As China re-opened its economy, oil prices rose and currently the price of gas is about $3.50 per gallon. With the OPEC+ decision to reduce supply further, gasoline prices are headed toward $4.50 per gallon.
In June 2022, at the same time gas prices peaked, the US annual inflation rate reached 9.1%. Because of the falling energy prices and a restrictive Monetary Policy, US inflation fell to 6% by early 2023. But because the Federal Reserve was reluctant to raise interest rates high enough so that real interest rates would be positive, inflation was slow to fall further.
The inflation problem could have been avoided. Instead, it will now be very painful to reduce inflation. Inflation must be reduced as soon as possible because, as Fed Chair Jerome Powell recently said, “Without price stability, the economy does not work for anyone.”
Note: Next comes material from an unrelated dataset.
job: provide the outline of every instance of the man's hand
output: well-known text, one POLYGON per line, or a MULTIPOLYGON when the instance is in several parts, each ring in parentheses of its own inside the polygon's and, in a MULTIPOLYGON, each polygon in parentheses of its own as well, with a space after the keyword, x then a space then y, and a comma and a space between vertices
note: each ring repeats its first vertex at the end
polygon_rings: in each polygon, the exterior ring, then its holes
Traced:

As I have noted in numerous prior columns, the inflation that we have today is a result of excess demand created from 1) the Federal Reserve’s shockingly irresponsible Monetary Policy in 2021, and 2) the Federal Government spending $9 trillion more than it received in tax revenue in fiscal years 2020, 2021, 2022 and 2023.
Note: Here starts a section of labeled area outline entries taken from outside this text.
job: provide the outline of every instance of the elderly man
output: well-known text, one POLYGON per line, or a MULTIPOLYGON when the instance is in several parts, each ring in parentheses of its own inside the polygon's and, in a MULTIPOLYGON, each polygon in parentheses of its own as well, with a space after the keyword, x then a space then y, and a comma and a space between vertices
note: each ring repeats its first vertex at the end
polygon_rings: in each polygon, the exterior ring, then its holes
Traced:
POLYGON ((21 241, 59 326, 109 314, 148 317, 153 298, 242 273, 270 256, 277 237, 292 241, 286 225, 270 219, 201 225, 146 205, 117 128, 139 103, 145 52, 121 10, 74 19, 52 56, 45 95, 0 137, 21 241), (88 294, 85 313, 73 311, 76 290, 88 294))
In 2021, the Fed kept interest rates near zero and vastly increased the money supply. This expansionary Monetary Policy stimulated an economy that was growing at a 6% annual rate. The expansionary Monetary Policy worsened inflation.
Finally, in June 2022, the Fed remembered that price stability should be the top priority for Monetary Policy. By then, the 9.1% annual inflation rate caused the Fed to raise interest rates dramatically. Rates were raised by 75 basis points in the Fed’s next four meetings. Strangely though, the Fed decided to ease up. Rates were raised by only 50 basis points in December and then by only 25 basis points in February and March.
As noted in prior columns, the Fed eased up way too soon. And now with higher energy prices on the horizon, the Fed will be forced to act much more aggressively.
Since the Biden Administration wants an energy policy that will reduce domestic production, inflation will rise. Since the Biden Administration wants to continue to run huge government budget deficits, inflation will rise. Since the Federal Reserve refuses to raise interest rates above the inflation rate, inflation will rise.
Let’s hope the Fed gets more aggressive with interest rate hikes before inflation reaches double-digit levels. Let’s hope the Biden Administration relaxes oil production restrictions to encourage more production. And let’s hope the Federal government stops all of this needless deficit spending.
Let’s hope inflation can be brought down.